Abgasfrei durch die Altmark an den Elbauen entlang
13.04.2014 von Bernd Neumann
Seit dem 4. Elbdeichmarathon ist einer von den Marathon4you Reportern dabei und es gibt nur positives zu berichten. Die Folge ist, da will ich auch mal hin und Laufen. Wo liegt den Tangermünde? An der Elbe, ja das sagt ja schon der Name Elbdeichmarathon. Also Googeln und es gibt viele schöne Fotos dieser ehemaligen Kaiserstadt. Das mittelalterliche Tangermünde liegt ca. 70km elbabwärts von Magdeburg, auf der Höhe von Berlin.
Also auf nach Tangermünde. Ein Quartier haben wir über das Tourismus Büro gebucht und waren aller bestens damit zufrieden. Von dort aus waren es nur 10 Minuten zu Fuß und schon standen wir am Neustädter Tor. Die Altstadt die noch komplett von einer Stadtmauer umgeben ist hat noch drei alte Stadttore. Das Neustädter Tor ist das schönste und imposanteste aus dem 14./15. Jahrhundert als Backsteintoranlage. Gleich dahinter sind auf den nächsten 100m fast alle historischen Gebäude. Auf dem Rathaus mit seiner spätgotischen Schauwand nisten sogar zwei Störche.
Den Nachmittag verbrachten wir mit einer Stadtführung durch das mittelalterliche Tangermünde. Unser erster Weg führte uns direkt am Ufer gelegenen Burg. Die schon im Jahre 1009 erstmals erwähnte Burg diente im 14. Jh. Kaiser Karl IV. als Kaiserpfalz. Er wollte die Stadt zur Hauptstadt erheben.

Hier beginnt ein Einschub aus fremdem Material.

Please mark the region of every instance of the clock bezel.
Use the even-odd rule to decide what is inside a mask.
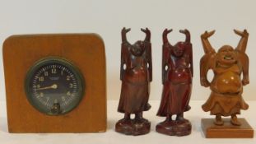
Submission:
[[[49,64],[49,63],[59,63],[61,65],[65,66],[66,67],[67,67],[72,74],[75,75],[76,77],[77,77],[77,89],[78,89],[78,94],[80,94],[79,95],[79,99],[77,100],[77,103],[76,103],[76,105],[72,106],[71,109],[66,110],[63,113],[61,114],[52,114],[50,112],[45,112],[45,110],[44,110],[43,109],[41,109],[40,107],[37,106],[35,103],[34,100],[32,100],[31,96],[33,96],[33,95],[30,92],[30,89],[31,89],[30,87],[30,82],[31,81],[31,79],[33,78],[33,75],[35,74],[35,72],[36,72],[39,68],[40,68],[42,66],[46,65],[46,64]],[[29,103],[39,112],[44,114],[46,115],[49,115],[49,116],[58,116],[58,115],[64,115],[66,114],[68,114],[70,112],[72,112],[73,109],[75,109],[80,104],[80,102],[81,101],[81,100],[83,99],[84,95],[85,95],[85,80],[84,80],[84,77],[81,74],[81,71],[79,70],[79,68],[77,67],[76,67],[75,64],[73,64],[71,61],[61,58],[61,57],[46,57],[46,58],[40,58],[40,60],[36,61],[27,71],[26,72],[26,79],[25,79],[25,91],[26,91],[26,98],[29,101]]]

Wir gehen durch die Putinnen (Teil der Stadtbefestigung) runter an die Warne. Hier an der Hafenanlage ist ein großes Festzelt aufgebaut, in dem die Läufer schon Schlange stehen am Nachmeldeschalter. Der Veranstalter konnte so auch einen neuen Melderekord verkünden. Fast 2.000 Teilnehmer haben gemeldet auf den verschiedenen Strecken. Für ein Startgeld zwischen 20€ und 30€ für den Marathon gibt es eine Tüte voll. Im Preis sind auch ein Funktions-Shirt und eine schöne Medaille enthalten. Eine Portion Nudeln oder eine Bratwurst gibt es schon am Samstag auf Bon, natürlich auch inkl.
Durch das Hünerdorfer Tor kommen wir vorbei an der großen Hallenkirche St. Stephan und dem alten ehemaligen Schulhaus zum Rathaus.
Das Rathaus mit seiner spätgotischen Schauwand ist der Mittelpunkt der vielen alten Gebäude die sich innerhalb der fast erhaltenen Stadtmauer sich befinden. Viele denkmalgeschützte Häuser befinden sich mit ihren wunderschönen Schmuckfassaden rund ums Rathaus.
Zum Tagesausklang ging es in die Alte Schule, wo man an der Schulbank das leckere Kuhschwanzbier genießen konnte. Das alte Schulhaus bietet Einblicke in die Schulzeit ausfrüheren Jahrhunderten und so originell ist auch die Speisenkarte, die man als Schulheft lesen und auch kaufen kann. Auch der Heimweg durchs historisch beleuchtete Tangermünde war sehenswert.
Sonntag Marathontag: Da der Marathonstart um 10 Uhr ist kann man fast noch ausschlafen und in Ruhe frühstücken. Nach 10 Minuten waren wir unten am Hafen. Die ersten Marathonis sammelten sich langsam hinter dem Startbogen.
Zu meiner Freude war auch Carsten Koczor mit seinem Rad- und Lauffreund Andreas gemeldet. Mit Carsten bin ich schon einige Marathons zusammen gelaufen und wir hatten wie immer sehr viel Spaß auf der Strecke.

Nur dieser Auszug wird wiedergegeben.